Of understanding, allowing more light

To clear the air, to heal the life of man.

——— Andrew Nellist

POETRY . . . . . . . . . . . . . by Kurt Abraham

GOD IS LOVE

GOD IS LOVE read the large gold letters

behind the lectern in the church basement.

Made perfect sense to the boy in Sunday school.

Axiomatic, he might have said

had he known the word, although he wasn’t

perfectly clear how it all played out.

For struggling human beings it seemed

a hopeful affirmation, he might have thought,

though often forgotten and seldom applied

was his obvious observation. Nevertheless,

Sunday school came close.  People were

especially kind and he felt good.  Even with

forgetfulness, there was a rhythm to the Hope.

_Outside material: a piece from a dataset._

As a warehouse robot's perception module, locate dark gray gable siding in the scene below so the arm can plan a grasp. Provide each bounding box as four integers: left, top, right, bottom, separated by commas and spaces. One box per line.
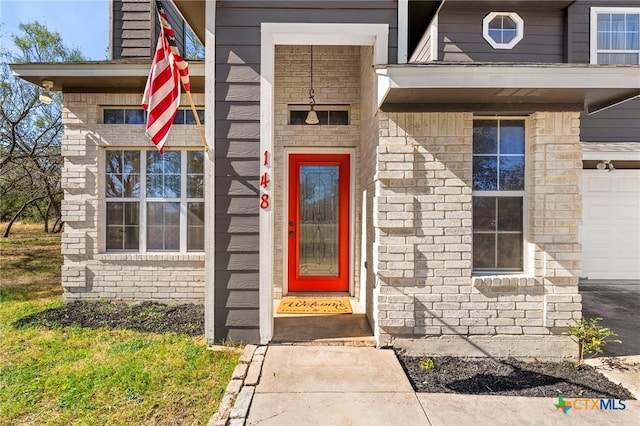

GOD IS LOVE—he wondered, just exactly how

does that work?  He prayed to the Moon

one night, so large and mighty in the sky,

silly as he knew that was.  He sure wasn’t

going to tell his parents—Sun and Moon

worshipers they were not.  God is Love,

no doubt, made a lot more sense.  It was

a definite feel-good and it was wishful,

and there was the extra food you ate, giving thanks,

while others were starving. “Love your enemies”—

that was a real hard pill to swallow. He didn’t see

anybody doing that.  Except maybe one person

at the church, the one people paid so that he

would pray for them. Even though the economics

of it all didn’t quite make sense, people were

healed, there was no doubt about that.

But not always.  God works in mysterious ways,

which explained most of the unresolved cases.

Yet everyone had at least one miracle.

Everyone who survived this long had at least one.

When the little boy grew up, he could count

at least a dozen, probably more. GOD IS LOVE—

There’s absolutely no doubt about that.